Domingos perdidos

Es domingo a la tarde y sin embargo, hay muchos hombres en la calle. Tienen el ceño fruncido y visten de civil. Algunos intentan hacer cosas de padres: caminar al lado del trencito feliz de la plaza mientras el niño saluda abrazado a Pluto; empujar una hamaca chillona; y hasta devolver con una lágrima en los ojos, la pelota desinflada que el borrego les patea. Andan como bola sin manija. Se los ha visto mirando artesanías en ferias jipi; subiendo la escalera mecánica de algún shopping caluroso; en la cola de un cine donde pasan “A Roma con amor”, “Elefante blanco”, da lo mismo. Se dejan llevar por planes ajenos que los distraigan hasta que ya no sea necesario tachar días en el almanaque. Y se les nota. Son fáciles de identificar.

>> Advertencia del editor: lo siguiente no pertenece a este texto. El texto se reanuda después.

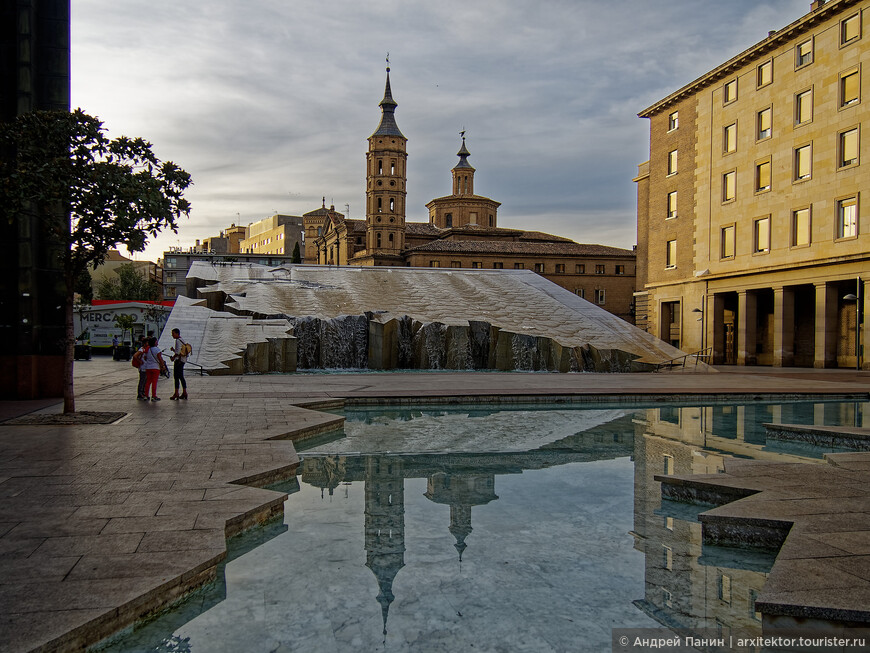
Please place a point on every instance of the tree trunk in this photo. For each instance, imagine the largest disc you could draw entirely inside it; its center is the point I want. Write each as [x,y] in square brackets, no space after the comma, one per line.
[69,402]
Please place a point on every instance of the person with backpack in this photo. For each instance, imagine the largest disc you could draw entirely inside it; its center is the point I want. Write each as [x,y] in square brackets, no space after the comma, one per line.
[180,351]
[153,363]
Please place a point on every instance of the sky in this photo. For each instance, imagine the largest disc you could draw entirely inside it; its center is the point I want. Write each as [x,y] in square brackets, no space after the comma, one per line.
[268,103]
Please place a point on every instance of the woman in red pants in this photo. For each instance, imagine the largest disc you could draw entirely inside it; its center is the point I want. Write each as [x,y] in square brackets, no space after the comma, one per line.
[152,365]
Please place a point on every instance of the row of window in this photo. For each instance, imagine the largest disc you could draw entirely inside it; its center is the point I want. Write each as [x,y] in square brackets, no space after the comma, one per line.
[802,165]
[560,268]
[848,147]
[804,55]
[472,219]
[381,167]
[599,298]
[847,140]
[799,231]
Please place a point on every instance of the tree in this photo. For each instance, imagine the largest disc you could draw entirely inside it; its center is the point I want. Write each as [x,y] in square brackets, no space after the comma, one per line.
[85,288]
[125,323]
[93,193]
[128,283]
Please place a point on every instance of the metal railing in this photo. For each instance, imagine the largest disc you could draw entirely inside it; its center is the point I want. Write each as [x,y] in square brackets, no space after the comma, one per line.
[702,355]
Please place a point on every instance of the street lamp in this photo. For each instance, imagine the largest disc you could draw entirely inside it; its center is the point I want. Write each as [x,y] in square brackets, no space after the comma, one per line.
[857,299]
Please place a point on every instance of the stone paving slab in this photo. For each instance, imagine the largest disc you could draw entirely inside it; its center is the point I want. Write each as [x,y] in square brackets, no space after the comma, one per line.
[817,516]
[102,524]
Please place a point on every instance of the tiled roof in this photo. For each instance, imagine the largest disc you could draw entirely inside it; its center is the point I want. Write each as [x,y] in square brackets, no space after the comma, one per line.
[519,247]
[422,229]
[541,236]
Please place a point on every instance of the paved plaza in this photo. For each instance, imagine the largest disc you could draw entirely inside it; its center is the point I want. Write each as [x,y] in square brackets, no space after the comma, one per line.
[102,524]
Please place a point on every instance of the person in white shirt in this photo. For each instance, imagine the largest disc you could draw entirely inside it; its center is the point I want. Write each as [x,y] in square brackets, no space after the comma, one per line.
[153,361]
[180,358]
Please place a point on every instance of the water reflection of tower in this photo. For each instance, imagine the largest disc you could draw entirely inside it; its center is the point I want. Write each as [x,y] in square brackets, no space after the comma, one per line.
[326,473]
[385,525]
[461,492]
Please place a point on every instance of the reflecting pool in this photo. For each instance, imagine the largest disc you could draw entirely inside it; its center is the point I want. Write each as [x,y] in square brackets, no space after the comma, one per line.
[532,528]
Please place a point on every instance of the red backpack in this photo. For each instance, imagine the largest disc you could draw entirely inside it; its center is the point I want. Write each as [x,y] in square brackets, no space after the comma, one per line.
[138,358]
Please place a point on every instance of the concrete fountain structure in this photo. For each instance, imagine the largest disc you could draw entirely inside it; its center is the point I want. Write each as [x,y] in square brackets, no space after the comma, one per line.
[250,318]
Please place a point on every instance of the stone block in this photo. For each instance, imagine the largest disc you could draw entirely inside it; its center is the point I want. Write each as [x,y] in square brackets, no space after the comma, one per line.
[257,358]
[282,354]
[458,348]
[429,345]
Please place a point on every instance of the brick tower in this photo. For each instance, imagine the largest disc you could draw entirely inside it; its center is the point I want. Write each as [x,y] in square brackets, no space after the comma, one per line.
[386,175]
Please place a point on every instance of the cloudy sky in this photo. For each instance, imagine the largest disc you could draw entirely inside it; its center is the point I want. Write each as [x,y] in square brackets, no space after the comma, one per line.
[268,103]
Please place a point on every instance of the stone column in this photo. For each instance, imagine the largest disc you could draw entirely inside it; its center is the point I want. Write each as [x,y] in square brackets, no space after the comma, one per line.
[826,325]
[865,329]
[715,327]
[746,327]
[783,327]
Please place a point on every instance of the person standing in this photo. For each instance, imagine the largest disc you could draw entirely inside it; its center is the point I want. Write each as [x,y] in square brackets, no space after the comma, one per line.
[180,352]
[140,354]
[153,363]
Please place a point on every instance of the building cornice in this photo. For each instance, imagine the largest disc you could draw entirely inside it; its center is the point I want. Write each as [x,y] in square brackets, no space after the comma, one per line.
[774,40]
[771,269]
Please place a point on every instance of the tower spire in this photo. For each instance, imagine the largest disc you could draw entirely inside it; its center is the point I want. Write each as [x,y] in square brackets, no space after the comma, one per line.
[388,126]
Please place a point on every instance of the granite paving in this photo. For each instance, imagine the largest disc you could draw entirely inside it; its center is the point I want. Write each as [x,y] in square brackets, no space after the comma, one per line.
[101,525]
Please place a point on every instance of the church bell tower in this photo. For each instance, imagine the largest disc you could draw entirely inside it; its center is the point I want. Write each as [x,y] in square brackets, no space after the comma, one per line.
[385,186]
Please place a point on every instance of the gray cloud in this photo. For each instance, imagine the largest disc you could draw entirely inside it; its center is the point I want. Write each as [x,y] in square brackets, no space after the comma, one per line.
[268,104]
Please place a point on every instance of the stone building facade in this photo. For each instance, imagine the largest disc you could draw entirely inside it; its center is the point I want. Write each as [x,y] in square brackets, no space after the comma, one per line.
[277,234]
[462,231]
[752,235]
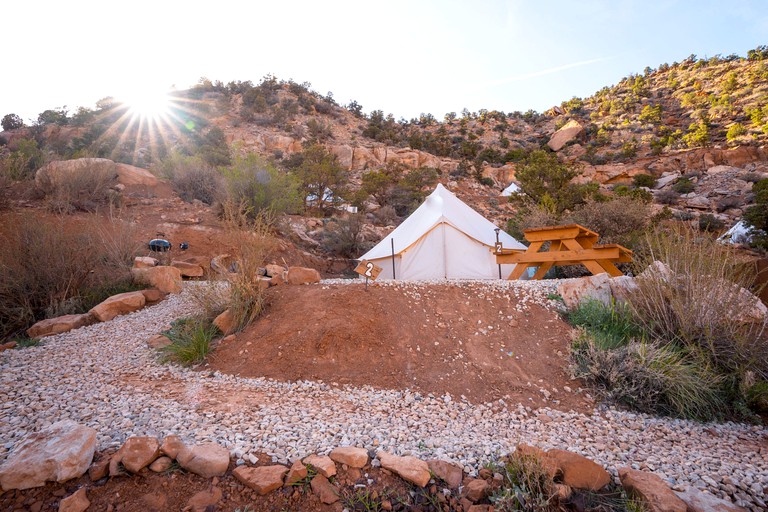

Esperan aunque sea al 27, con el gusto amargo de saber que no clasificamos. Esta vez, los Juegos son, desde la inauguración, como un mundial que continúa cuando ya nos volvimos a casa. No sirven para nada. No importa que corra el hombre más veloz del mundo. No alcanza con que vaya Ginobili con su sueño dorado; que se despida Lucha; que la jabalina de Toledo sea la más larga.

Si pudieran, dormirían todos los domingos completos hasta el próximo campeonato.

Para la mayoría de las minas, es el paraíso. Para las que no tenemos hijos, porque las otras, pobres, tienen que entretener a los pibes y a los maridos. Les buscan cosas para hacer en la casa o los aprovechan para salir y mostrarles el mundo que hay más allá del televisor o el camino a la cancha. No hay caso. No salen de su depresión.

Están como colgados de la palmera pensando en los refuerzos, rezando para que al pibe no lo compren de afuera, porque es un crack, el próximo campeonato la rompe seguro.

Ellos, que dicen que no miran novelas, la siguen a diario y la comentan con amigos: que se va, que se queda, se retira, decide el hijo, la madre, el perro, el técnico lo quiere, pero los directivos no. Hagamos un banderazo para hinchar las pelotas. Hagamos algo para cantar y ponernos la camiseta.

Ay julio, julio. Si estás vacío, llénate.